Mais ils forment une minorité.  
En dehors, il est une foule innombrable, une fourmilière de créatures qui n'ont ni présent ni avenir assurés.Aucun sentiment n'attache cette masse au sol national et à toutes les belles inventions qui en parent la surface.Ces malheureux abandonnés souffrent de toutes les privations, toutes les incertitudes et la rudesse de leurs passions, leur misère, leur ignorance les poussent à manifester violemment leurs douleurs.
Un tel état de choses entretient au coeur de la société une plaie vive qui est le foyer de toutes les angoisses.
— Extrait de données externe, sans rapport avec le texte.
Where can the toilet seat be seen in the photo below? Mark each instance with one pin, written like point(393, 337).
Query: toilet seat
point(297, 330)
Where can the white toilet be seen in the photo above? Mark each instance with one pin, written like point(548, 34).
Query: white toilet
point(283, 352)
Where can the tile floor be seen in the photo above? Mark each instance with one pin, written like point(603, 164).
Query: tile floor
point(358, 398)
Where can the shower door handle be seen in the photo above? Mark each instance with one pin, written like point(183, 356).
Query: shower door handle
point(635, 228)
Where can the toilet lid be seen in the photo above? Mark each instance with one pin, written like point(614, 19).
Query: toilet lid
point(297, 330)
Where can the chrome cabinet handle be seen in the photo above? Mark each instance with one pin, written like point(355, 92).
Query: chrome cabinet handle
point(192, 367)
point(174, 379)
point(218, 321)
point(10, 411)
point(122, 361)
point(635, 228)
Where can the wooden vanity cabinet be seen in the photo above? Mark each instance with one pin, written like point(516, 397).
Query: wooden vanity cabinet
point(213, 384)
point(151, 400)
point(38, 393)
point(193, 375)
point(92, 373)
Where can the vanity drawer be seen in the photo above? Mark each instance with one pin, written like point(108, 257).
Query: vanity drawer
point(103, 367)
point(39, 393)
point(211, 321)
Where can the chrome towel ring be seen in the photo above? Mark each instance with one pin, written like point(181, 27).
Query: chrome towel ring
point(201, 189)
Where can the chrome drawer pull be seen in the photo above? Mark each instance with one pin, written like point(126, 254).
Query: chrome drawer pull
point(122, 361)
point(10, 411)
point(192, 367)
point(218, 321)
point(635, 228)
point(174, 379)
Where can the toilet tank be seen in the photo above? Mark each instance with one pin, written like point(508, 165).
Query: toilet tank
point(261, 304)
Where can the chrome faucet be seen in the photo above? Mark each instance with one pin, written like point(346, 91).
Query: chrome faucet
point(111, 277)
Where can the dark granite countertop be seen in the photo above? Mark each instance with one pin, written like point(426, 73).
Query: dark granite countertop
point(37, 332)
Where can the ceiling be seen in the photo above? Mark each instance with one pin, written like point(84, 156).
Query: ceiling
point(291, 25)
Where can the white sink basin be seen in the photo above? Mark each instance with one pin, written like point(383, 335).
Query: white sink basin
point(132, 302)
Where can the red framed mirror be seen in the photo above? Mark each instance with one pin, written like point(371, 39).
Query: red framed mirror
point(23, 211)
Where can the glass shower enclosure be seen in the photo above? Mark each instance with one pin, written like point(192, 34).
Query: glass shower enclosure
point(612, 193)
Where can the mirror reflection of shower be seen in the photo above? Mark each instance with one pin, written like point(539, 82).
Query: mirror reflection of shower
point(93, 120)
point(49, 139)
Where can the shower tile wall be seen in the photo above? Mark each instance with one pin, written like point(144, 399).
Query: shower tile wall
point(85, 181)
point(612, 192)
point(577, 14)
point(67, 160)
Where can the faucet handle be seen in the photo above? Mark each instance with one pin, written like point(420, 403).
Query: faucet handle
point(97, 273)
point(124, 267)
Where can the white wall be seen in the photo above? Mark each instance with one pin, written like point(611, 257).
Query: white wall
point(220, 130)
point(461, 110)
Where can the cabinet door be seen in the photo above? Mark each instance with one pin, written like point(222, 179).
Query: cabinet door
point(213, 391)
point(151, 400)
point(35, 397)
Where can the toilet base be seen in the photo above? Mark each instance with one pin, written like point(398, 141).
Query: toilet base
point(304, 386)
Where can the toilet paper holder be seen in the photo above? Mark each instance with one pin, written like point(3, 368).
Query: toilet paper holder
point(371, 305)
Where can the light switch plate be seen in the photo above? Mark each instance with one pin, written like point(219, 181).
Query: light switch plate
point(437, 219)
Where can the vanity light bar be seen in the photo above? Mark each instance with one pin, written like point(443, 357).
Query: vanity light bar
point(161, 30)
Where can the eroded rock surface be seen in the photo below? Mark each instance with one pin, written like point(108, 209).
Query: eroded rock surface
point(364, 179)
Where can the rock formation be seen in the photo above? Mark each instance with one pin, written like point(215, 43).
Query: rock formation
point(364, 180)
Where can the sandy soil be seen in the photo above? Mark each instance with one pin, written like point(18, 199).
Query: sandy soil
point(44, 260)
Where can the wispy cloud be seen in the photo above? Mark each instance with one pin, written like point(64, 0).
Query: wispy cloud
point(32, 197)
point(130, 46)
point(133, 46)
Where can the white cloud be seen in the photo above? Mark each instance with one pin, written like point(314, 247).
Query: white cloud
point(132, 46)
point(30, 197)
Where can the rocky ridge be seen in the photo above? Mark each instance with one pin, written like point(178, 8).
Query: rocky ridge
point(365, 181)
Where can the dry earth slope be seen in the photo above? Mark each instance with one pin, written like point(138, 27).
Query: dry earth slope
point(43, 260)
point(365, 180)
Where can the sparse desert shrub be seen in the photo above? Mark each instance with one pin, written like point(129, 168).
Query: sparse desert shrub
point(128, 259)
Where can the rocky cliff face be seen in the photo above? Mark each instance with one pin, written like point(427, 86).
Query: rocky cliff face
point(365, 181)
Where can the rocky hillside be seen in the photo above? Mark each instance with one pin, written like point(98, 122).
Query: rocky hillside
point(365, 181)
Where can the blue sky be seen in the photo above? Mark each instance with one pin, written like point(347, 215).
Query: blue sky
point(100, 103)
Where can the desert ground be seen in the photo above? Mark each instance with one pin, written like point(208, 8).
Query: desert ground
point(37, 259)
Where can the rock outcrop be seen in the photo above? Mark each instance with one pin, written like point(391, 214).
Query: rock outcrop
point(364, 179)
Pas un de ses membres n'est à l'abri des étreintes cuisantes qui s'en échappent. Ainsi le seul moyen de leur donner la vie et le bien-être, c'est de sécher à la source le mal qui les ronge.
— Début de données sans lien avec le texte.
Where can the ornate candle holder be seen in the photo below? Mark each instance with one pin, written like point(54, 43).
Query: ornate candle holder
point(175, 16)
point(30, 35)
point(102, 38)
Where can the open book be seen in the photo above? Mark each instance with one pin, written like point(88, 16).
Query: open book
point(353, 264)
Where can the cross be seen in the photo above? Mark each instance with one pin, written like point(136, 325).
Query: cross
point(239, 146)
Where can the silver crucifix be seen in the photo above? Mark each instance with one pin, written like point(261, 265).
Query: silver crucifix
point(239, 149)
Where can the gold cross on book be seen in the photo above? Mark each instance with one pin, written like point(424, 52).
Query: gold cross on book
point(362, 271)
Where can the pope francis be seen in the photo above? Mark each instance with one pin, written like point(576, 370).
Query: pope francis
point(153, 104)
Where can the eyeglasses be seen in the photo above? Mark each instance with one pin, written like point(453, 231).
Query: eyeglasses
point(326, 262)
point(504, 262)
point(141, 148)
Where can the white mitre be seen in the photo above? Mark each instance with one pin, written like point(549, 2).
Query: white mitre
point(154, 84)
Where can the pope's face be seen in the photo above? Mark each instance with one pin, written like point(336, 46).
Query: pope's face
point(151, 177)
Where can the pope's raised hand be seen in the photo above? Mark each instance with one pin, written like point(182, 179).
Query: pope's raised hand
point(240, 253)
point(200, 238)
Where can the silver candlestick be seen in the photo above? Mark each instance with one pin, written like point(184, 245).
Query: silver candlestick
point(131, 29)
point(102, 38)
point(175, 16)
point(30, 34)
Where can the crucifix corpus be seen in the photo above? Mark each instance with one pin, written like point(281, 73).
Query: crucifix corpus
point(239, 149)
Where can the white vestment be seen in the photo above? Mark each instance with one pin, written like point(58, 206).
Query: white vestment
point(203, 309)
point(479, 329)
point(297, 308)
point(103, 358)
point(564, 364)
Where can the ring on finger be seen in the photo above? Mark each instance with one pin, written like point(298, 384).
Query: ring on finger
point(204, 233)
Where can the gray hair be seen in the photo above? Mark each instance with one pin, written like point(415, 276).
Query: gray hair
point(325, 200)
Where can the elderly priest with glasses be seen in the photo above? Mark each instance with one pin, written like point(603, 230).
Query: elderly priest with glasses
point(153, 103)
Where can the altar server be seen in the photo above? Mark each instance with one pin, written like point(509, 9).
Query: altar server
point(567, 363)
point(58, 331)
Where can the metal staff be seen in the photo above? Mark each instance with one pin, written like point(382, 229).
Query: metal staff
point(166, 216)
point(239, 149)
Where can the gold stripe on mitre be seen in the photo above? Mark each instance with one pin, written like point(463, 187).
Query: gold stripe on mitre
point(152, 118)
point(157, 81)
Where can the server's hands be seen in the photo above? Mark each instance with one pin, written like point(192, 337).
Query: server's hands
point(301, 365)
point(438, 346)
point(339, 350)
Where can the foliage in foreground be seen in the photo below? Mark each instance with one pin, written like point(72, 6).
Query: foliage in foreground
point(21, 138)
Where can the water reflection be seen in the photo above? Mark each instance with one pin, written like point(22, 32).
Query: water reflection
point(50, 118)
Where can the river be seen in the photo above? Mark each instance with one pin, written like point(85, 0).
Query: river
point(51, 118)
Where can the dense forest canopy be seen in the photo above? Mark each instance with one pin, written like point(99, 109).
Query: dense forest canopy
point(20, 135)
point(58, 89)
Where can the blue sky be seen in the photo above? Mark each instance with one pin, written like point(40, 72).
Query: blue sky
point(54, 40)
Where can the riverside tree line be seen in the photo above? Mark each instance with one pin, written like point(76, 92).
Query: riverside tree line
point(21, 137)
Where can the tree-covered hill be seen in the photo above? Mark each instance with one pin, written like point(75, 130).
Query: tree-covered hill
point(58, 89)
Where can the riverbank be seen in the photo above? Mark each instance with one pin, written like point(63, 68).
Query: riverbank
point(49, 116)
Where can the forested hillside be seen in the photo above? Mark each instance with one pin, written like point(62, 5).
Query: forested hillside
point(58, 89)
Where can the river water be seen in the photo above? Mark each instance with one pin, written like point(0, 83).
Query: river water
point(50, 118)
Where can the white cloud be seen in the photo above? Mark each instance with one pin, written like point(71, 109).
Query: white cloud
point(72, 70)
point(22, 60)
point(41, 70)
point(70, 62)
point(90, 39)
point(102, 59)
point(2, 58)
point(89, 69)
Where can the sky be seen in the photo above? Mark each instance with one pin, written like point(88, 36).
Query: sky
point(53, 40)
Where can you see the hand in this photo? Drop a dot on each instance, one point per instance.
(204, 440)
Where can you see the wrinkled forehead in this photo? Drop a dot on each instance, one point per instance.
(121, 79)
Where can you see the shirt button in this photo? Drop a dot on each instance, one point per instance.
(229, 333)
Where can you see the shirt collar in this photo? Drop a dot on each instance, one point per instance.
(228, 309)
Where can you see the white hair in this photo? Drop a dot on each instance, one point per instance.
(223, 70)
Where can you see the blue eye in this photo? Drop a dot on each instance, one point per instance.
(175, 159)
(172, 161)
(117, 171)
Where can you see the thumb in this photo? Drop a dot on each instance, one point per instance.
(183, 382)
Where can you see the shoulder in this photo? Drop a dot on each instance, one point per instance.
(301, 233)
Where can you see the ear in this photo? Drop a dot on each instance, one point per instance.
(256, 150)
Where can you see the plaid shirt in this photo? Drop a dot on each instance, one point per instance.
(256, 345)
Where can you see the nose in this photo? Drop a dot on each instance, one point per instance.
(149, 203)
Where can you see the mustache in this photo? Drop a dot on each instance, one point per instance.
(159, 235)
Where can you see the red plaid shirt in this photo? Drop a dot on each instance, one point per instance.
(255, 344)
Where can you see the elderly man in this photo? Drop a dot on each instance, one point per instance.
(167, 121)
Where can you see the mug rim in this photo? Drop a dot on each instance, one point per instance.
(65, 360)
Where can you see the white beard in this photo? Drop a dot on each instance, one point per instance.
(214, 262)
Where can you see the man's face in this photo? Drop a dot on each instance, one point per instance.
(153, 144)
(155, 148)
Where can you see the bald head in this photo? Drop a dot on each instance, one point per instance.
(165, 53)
Toute politique qui n'a pas directement pour but l'amélioration morale, intellectuelle et physique de la classe la plus pauvre et la plus nombreuse est une politique immorale, ignorante et impuissante".
 
Texte écrit il y a 175 ans, à une époque où il n'y avait dans nos villes et nos villages ni HLM, ni immigrés, ni musulmans mais déjà la pauvreté matérielle, la misère morale et l'injustice.

31.10.2005

Sécurité sociale, j'écris ton nom.


Notre sécurité sociale, tant discutée aujourd'hui, n'a pas toujours existé. Un des textes précurseurs date de 1808 et concerne le charbonnage du Gouffre à Chatelineau.
 
" Le directeur des travaux est autorisé de convenir avec les ouvriers dont il est content, sous condition qu'ils travaillent diligemment et effectuent leur tâche à l' apaisement du porion, qu'il leur soit retenu 3 sols par mois, et moyennant cela, s'ils sont blessés dans les travaux, le chirurgien sera payé par le charbonnage et le blessé recevra 8 sols par jour ouvrable ( le salaire moyen s'élevait à 11 ou 12 sols par jour) jusqu'à ce qu'ils soient en état de se rendre à la fosse."
 
Précurseur à la manière d'une époque dont le code pénal interdisait les "coalitions d'ouvriers" et qui tergiversa encore 5 ans (1813) avant d' interdire la descente les enfants de moins de 10 ans dans la fosse.
Alors, les mômes allèrent dans les ateliers. Et les veinards n'attendirent que 28 ans pour profiter d'une loi (1841) qui limita la durée de leur travail à 8h par jour... s'ils avaient moins de 12 ans.
Peu se réjouissaient de grandir car en soufflant leurs 12 bougies, ils se prenaient 4 heures de  labeur supplémentaire par jour. Soit des semaines de 6 jours à 12 heures.
Passé 16 ans, une fois adulte, the sky was the limit.